Мне было очень приятно слышать, как он сказал: «Работать с Саша—просто потрясающе, он никогда не говорит: это невозможно». Да, это приятно, но по правде говоря, у меня такое впечатление, что мне не удается осуществить и половину того, что он требует. Я делаю все, на что я только способен. Очень часто я оказывался перед необходимостью изобретать, придумывать какой-то трюк, поскольку у меня не оказалось под рукой приспособлений для нужного эффекта, особенно если дело касалось яркого света. Бывало, что я добивался того или иного эффекта благодаря солнечному свету, направив солнечные блики с помощью внешних экранов.

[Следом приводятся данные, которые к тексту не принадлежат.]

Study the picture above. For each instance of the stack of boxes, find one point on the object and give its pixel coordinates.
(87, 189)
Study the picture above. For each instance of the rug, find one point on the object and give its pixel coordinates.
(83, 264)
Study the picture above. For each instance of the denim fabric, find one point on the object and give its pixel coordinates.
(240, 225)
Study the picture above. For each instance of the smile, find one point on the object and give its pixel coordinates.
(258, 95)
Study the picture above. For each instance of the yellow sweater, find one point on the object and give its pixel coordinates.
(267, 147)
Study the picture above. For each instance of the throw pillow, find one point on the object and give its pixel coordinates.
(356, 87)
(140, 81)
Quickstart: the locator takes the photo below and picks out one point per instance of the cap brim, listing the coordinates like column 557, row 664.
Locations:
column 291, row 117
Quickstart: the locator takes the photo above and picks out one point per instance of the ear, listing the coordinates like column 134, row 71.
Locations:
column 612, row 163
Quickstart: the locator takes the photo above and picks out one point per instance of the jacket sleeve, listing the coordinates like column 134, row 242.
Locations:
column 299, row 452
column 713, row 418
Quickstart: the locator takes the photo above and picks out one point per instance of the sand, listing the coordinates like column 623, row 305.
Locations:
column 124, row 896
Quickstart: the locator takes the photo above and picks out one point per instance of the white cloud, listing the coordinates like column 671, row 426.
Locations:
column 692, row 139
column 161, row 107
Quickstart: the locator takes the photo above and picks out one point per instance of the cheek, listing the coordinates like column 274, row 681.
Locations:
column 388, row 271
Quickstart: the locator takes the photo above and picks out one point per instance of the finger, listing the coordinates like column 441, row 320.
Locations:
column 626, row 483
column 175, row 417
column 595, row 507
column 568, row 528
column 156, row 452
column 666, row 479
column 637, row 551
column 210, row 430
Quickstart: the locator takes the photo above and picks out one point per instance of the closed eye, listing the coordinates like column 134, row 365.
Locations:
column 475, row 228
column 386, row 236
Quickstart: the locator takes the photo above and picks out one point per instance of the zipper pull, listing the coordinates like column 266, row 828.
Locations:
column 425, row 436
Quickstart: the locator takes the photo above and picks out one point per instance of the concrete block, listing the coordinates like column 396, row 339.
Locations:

Но это вопрос везения: ведь солнце должно светить в нужную сторону, и притом достаточно долго, чтобы ты успел все сделать. Вот я не обеспечил заранее дуговые лампы, чтобы получить вспышки яркого света... Но, к счастью, все-таки сумел выполнить совершенно безрассудное требование. Вдруг должны были вспыхнуть яркие огни!.. Да, с Гринуэем работать нелегко, но это так увлекательно!
Однажды он потребовал у меня радугу, я этого не предвидел и оказался в большом затруднении... Но мы с электриками в конце концов сумели изобразить какое-то слабое подобие радуги. Работая с ним, я все время чувствую, что не могу вполне удовлетворить его все возрастающие, непомерные требования. Да, такими они мне кажутся... но как же тогда их выполнить? Это очень трудно, но в то же время захватывает.
—Какие указания он вам дает: обобщенные или точные и подробные?
—Он не бросает меня в одиночестве. Не бывает, чтобы он зашел, сказал что-то—и исчез. Нет, он рядом, он работает, мы работаем вместе, вместе увлекаемся, вместе приходим в раж.
—Фильм—своего рода головоломка, которую надо решать по множеству разных направлений, и мало-помалу все элементы связываются в единый узор. Какие трудности возникают в процессе связывания этих элементов?
—Думаю, важный элемент, создающий впечатление цельности—это пристрастие Гринуэя к сумеркам. Мы редко снимаем при ярком солнце; обычно съемки начинаются либо на рассвете, либо на закате—и закатом дело не кончается. Становится темно, а мы продолжаем снимать, мы не были к этому готовы, но бросить не можем. Вот тут и начинается плодотворное сотрудничество с тем, кто сможет дольше продержаться. Съемка продолжается, конца не видно... Ах! Это замечательно.
—Когда вы делали с Раулем Руисом «Гипотезу об украденной картине», хотели ли вы воспроизвести чей-либо стиль, продумывая постановку света?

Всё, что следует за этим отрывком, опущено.